Shear viscosity of nuclear matter

TL;DR

This paper calculates the shear viscosity of nuclear matter modeled with a van der Waals equation, revealing how it varies with density and temperature, and identifying regimes where hydrodynamics is applicable.

Contribution

It introduces a kinetic approach to compute shear viscosity in nuclear matter using the VDW model, highlighting the density and temperature dependence of the viscosity-to-entropy ratio.

Findings

The shear viscosity to entropy density ratio drops below 1 near the critical point.

The ratio exhibits a minimum close to the VDW critical point.

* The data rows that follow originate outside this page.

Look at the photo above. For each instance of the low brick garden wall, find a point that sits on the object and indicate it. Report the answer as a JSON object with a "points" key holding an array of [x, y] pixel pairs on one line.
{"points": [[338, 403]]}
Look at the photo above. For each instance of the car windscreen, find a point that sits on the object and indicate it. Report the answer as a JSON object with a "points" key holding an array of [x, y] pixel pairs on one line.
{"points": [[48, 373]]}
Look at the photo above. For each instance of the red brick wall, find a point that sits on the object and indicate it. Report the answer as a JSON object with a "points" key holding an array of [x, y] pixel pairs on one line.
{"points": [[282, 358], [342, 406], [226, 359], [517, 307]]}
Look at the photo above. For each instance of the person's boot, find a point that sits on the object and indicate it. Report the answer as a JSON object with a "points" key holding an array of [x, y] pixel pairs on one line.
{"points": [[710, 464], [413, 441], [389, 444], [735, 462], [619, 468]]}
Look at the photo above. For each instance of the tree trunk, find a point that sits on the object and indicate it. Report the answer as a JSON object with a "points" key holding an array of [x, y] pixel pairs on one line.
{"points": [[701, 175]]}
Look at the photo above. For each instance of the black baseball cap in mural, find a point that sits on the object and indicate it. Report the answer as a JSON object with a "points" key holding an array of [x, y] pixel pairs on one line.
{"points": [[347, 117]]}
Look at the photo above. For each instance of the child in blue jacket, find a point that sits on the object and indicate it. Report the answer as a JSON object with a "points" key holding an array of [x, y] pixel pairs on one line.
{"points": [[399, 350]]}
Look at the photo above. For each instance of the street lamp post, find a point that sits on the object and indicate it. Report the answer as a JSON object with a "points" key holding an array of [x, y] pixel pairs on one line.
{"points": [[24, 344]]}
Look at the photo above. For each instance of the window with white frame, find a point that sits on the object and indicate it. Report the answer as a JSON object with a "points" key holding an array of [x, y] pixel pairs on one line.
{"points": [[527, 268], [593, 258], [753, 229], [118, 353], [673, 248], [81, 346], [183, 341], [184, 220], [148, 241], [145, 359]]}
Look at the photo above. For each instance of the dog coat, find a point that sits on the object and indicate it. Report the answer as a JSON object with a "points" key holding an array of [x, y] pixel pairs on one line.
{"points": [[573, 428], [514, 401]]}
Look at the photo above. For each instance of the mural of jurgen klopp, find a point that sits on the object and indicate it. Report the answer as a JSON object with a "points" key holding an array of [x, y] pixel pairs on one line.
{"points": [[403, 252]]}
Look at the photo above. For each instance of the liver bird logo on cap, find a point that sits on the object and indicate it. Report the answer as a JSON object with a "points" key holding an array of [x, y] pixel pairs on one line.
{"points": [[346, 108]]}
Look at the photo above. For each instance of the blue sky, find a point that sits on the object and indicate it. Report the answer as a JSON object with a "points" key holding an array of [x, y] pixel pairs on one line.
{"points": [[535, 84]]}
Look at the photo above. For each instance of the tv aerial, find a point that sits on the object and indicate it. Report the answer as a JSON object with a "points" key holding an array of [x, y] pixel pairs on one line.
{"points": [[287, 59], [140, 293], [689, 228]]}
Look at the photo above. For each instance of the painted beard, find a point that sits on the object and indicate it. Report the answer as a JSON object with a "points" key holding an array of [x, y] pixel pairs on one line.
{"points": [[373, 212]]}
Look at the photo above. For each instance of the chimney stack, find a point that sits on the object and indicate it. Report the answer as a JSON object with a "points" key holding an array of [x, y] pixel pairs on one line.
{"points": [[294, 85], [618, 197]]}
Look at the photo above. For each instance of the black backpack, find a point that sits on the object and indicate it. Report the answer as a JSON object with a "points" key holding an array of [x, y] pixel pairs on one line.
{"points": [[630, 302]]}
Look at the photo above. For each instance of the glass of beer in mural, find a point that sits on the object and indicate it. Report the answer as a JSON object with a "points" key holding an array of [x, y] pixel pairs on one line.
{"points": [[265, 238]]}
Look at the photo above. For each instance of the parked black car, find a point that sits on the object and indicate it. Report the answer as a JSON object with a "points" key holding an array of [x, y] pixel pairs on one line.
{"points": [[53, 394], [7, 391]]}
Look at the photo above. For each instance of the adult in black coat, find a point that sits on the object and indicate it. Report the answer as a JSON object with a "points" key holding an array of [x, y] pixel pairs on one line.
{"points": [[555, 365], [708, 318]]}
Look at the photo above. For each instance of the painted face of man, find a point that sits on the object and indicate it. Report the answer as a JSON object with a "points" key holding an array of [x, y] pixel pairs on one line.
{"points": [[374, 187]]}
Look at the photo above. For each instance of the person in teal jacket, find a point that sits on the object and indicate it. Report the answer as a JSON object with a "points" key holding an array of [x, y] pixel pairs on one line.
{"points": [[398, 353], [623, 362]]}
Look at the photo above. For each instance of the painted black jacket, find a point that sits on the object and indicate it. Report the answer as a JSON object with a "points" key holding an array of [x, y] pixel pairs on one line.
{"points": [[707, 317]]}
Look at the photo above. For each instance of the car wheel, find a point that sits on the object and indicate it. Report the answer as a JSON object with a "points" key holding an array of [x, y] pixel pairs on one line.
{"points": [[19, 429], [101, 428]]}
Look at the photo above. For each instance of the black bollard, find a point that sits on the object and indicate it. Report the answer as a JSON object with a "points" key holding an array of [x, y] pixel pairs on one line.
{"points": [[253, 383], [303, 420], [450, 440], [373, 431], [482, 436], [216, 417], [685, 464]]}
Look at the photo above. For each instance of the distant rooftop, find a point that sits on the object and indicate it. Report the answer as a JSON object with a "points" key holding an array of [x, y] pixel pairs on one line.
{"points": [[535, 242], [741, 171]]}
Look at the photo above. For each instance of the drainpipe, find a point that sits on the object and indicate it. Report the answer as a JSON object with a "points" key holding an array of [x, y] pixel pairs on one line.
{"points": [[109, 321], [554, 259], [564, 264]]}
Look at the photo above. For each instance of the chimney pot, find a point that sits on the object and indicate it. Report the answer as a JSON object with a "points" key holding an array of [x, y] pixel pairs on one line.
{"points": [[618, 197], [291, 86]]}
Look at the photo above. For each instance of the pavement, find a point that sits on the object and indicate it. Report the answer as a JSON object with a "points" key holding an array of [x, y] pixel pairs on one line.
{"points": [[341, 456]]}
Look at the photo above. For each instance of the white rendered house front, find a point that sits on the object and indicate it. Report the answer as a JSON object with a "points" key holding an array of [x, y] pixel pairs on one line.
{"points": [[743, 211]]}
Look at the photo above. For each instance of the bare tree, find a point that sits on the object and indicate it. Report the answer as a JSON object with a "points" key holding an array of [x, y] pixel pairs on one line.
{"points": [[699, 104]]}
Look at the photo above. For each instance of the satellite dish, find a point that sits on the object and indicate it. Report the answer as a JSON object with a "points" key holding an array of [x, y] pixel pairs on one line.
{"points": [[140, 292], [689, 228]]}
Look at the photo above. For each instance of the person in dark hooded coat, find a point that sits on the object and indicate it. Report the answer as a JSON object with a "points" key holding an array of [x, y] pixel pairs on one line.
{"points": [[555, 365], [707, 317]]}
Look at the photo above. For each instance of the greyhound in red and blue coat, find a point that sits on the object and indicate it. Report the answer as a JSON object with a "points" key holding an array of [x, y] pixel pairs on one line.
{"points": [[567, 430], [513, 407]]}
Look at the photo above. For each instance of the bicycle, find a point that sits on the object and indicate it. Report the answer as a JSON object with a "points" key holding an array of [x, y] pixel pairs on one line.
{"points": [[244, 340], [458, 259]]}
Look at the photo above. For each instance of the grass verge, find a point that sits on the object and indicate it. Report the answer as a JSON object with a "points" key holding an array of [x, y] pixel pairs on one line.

High viscosity values at low and high densities limit hydrodynamic applicability.

Abstract

Shear viscosity $\eta$ is calculated for the nuclear matter described as a system of interacting nucleons with the van der Waals (VDW) equation of state. The Boltzmann-Vlasov kinetic equation is solved in terms of the plane waves of the collective overdamped motion. In the frequent-collision regime, the shear viscosity depends on the particle-number density $n$ through the mean-field parameter $a$, which describes attractive forces in the VDW equation. In the temperature region $T=15 - 40$~MeV, a ratio of the shear viscosity to the entropy density $s$ is smaller than 1 at the nucleon number density $n =(0.5 - 1.5)\,n^{}_0$, where $n^{}_0=0.16\,$fm$^{-3}$ is the particle density of equilibrium nuclear matter at zero temperature. A minimum of the $\eta/s$ ratio takes place somewhere in a vicinity of the critical point of the VDW system. Large values of $\eta/s\gg 1$ are, however, found in both the low-density, $n\ll n^{}_0$, and high-density, $n>2n^{}_0$, regions. This makes the ideal hydrodynamic approach inapplicable for these densities.